California May Have to Go It Alone On Healthcare

The ACA Has Been Working Here; We Should Stretch to Preserve It
By Ron Shinkman

A little more than three weeks ago the Affordable Care Act looked like it was here to stay. Now it looks like it's terminal.

            The surprising election of Donald J. Trump as the 45th President of the United States immediately put the ACA into the crosshairs of the Republican-controlled Congress. And Trump's recent decision to nominate Rep. Tom Price, a Georgia Republican, to head the U.S. Department of Health and Human Services, signals that the most aggressive actions to repeal the ACA will likely occur.

            Price has been behind most of the 60 show votes in the House to repeal the ACA, a move that actually sowed considerable confusion among Americans as to whether the healthcare reform law remained on the books.

            To his credit, Price actually has thought through plans for an ACA replacement. To his discredit, it's little more than some tax incentives to buy insurance without the delicate ecosystem that essentially forces the ACA to do its job. The health insurance exchanges will be kaput, essentially eliminating a single market where consumers can shop health plans head on. Medicaid expansion would also be gone, or perhaps block granted to states in a less than worst-case scenario.

            The ACA had its faults, but they could have easily been fixed with a few relatively minor tweaks. Instead, it will almost certainly be defunded by Republicans through the budget reconciliation process and starved to death, or simply put out of its misery. The replacement will likely insure far fewer Americans and increase their out-of-pocket costs.

            Ironically, those who voted for Trump in the largest proportion – whites without a college degree – have made some of the biggest gains under the ACA. The uninsured rate among that group with incomes below $36,000 a year dropped from 25% to 15%.  That's a drop of 10 percentage points, or 40% overall. By comparison, the overall rate of uninsured has dropped about six percentage points.

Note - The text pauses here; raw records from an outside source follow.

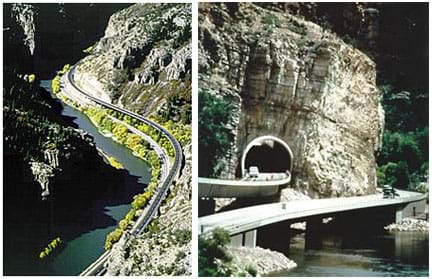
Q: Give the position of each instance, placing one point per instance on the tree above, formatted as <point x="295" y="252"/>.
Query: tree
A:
<point x="211" y="249"/>
<point x="215" y="138"/>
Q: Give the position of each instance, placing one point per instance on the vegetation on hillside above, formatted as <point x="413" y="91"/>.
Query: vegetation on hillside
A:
<point x="403" y="161"/>
<point x="30" y="124"/>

            Oh, Price wants to privatize Medicare as well – a plan that aligns with that of House Speaker Paul Ryan. The ACA story has conveniently provided a cover for that plan, which has barely been reported as of now.

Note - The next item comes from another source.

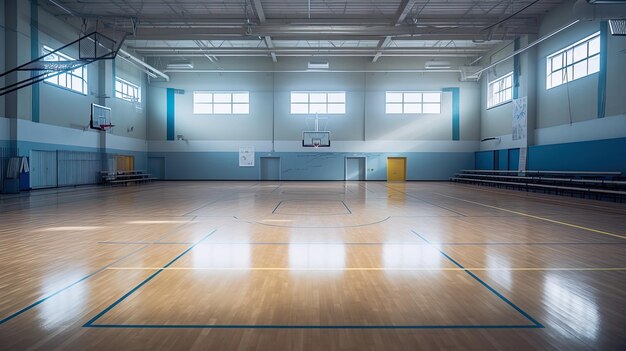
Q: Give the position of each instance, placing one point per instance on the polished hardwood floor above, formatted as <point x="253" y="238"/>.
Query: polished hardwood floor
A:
<point x="310" y="266"/>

            Given the situation – and the oppositionally opposed political climate in California – what are the state's options?

            Fiscally, not all that much. The Golden State still relies very heavily on the federal government for funding, particularly for tax subsidies for the Covered California health insurance exchange and money for the Medi-Cal program. The latter runs about $15 billion a year just for the Medi-Cal expansion under the ACA.

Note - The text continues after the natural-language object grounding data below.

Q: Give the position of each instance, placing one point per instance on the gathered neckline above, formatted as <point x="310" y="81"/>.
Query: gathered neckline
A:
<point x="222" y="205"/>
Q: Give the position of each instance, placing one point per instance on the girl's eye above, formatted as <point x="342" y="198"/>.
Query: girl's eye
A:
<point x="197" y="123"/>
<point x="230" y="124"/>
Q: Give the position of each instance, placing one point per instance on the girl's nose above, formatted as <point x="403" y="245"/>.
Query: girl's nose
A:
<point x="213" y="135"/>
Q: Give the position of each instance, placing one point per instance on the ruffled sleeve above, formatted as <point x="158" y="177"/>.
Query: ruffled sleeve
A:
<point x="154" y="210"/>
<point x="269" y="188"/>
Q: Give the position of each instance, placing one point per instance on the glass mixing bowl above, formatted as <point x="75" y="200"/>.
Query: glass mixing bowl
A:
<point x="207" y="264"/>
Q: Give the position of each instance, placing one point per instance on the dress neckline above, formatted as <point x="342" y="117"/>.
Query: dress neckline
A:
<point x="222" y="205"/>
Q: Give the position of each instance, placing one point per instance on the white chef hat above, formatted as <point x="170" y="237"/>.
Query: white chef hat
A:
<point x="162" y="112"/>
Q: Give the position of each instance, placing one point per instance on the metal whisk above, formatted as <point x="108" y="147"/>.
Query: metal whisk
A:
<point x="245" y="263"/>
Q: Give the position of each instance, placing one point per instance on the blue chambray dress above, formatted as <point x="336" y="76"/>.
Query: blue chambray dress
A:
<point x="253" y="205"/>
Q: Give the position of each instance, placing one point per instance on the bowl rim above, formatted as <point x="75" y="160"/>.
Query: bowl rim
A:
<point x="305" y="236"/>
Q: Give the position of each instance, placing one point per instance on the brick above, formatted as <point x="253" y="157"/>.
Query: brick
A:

            But there are some choices. California is not North Dakota; it is the sixth-largest economy in the entire world. It therefore has the wealth and tax base to at least keep the tax subsidies for those purchasing coverage through Covered California in place (this would probably cost less than $5 billion a year, or about 3% of the state's annual budget). It could be paid for with a statewide sales tax levy of one-eighth of a percent.

             Should the Medicaid program become block granted, it likely would curtail future revenue growth. But it could provide flexibility for California to experiment. Of course, providers in California receive one of the lowest rates of reimbursement for Medicaid services in the country, so I'm unsure what this experiment would look like.

            But again, the $15 billion Medicaid shortfall if expansion is eliminated could be back-funded in a variety of ways. If the sales tax is bumped up by a penny, that would raise about 60% of what's needed. And there are many fees or other taxes that could be raised.

            Of course, such proposals are always met with that sneering question: Who's going to want to pay for this? My answer is simple: If California is the most liberal state in the nation, it has to be the most compassionate. And it should be willing to put its money where its idealism is.


Ron Shinkman is the Publisher of Payers & Providers.